If you want the beginners 'how to' of both catching your dinner and getting it 'table ready', then I recommend the easy way in of the
Australian Rainbow Trout Farm in Victoria's glorious Dandenongs.
Here, we spent the day getting used to rods and bait- with the added bonus of having people to ask if we got stuck, as well as all the equipment supplied for us. The best part is, unless you're really unlucky, it's a guaranteed catch.
So, after landing one or two in the small ponds to get the hang of it, we headed to 'the big lake' for some more challenging angling and after 2.5 hours we're covered in blood, sweaty, a little bit sunburnt and we've landed 6 trout- 5 smaller ones to bake whole and a a huge one from the 'big'uns' pond. Ripper.
But here's the gross- our caretaker Ben is going to show us how to gut our own, so that in the event that we do take to the river life, we don't have to rely on others to sort out the nasty bits.
Suprisingly for this on-again-off-again vegetarian it wasn't too bad. See, I may not have been able to give up meat, but as a result I feel that it's only fair to put myself through the discomfort of preparing it (where I can) in order to really appreciate it.

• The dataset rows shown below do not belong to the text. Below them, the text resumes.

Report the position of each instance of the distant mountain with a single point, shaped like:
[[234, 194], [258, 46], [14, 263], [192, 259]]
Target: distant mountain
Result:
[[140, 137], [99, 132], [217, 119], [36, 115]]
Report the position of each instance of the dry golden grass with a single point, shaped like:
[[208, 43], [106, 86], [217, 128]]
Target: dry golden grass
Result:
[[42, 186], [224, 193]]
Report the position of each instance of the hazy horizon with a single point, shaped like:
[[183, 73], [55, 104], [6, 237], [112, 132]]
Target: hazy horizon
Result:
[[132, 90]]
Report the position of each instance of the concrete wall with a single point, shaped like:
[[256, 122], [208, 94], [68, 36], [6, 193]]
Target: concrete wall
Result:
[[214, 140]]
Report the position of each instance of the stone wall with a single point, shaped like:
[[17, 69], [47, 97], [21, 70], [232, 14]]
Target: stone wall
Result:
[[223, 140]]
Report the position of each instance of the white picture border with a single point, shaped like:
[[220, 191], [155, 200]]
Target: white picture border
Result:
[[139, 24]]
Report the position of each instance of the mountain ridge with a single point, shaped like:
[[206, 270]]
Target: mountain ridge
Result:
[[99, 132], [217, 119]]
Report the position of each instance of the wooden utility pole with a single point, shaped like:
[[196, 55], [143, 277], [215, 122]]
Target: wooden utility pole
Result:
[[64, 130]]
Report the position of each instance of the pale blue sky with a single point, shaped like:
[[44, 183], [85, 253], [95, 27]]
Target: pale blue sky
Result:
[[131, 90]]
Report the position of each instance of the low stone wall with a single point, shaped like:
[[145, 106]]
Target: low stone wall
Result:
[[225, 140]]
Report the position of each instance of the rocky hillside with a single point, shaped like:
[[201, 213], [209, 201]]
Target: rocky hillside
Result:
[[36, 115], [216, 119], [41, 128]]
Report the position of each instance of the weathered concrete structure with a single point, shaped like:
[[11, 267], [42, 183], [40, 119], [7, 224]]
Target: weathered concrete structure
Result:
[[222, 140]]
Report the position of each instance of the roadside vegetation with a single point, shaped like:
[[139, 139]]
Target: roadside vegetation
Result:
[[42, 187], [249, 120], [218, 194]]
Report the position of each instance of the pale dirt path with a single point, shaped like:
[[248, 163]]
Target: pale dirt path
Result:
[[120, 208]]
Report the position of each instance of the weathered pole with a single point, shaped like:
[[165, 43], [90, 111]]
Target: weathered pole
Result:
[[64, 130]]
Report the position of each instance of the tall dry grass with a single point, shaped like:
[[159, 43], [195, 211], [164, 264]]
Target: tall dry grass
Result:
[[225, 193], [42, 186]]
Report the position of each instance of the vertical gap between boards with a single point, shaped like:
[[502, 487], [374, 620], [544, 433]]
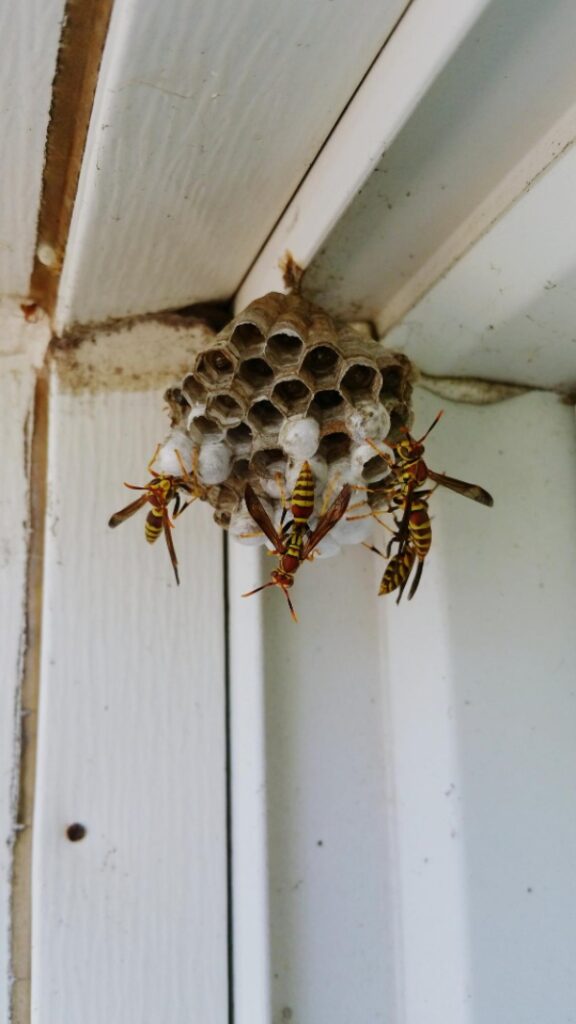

The idea being that if I can't do that, then I have no right to indulge. Mmmm, tasty.
A slit down the belly and some gills, lungs and intestines later, we've got table ready trout and yep, I'm also still prepared to eat them. Better yet, I've got heads, tails and some unexpected roe for soups, stocks and much more besides. Back at home, we kept it as simple as possible to enjoy all the flavour of the catch.
Salt-baked Trout with smashed potatoes and parsley-lemon salad
In a large baking dish bury two whole trout in enough rock-salt to completely cover them. Bake in a 200degC oven for 40mins, or until a test skewer comes out hot. The salt will form a hard crust, crack it open, remove the fish and serve in portions dusting off as much salt as possible.
While the fish is cooking, parboil some baby potatoes, then lightly smash them so they break open. Toss in olive oil, salt and pepper and place in the oven with fish until crispy.
Wash and de-stem 3 large handfuls of flat-leaf parsley, slice 2 lemons into wedges (removing all pith), combine with olive oil and 1/2 tsp smokey paprika. Serve as a salad with the fish and potatoes.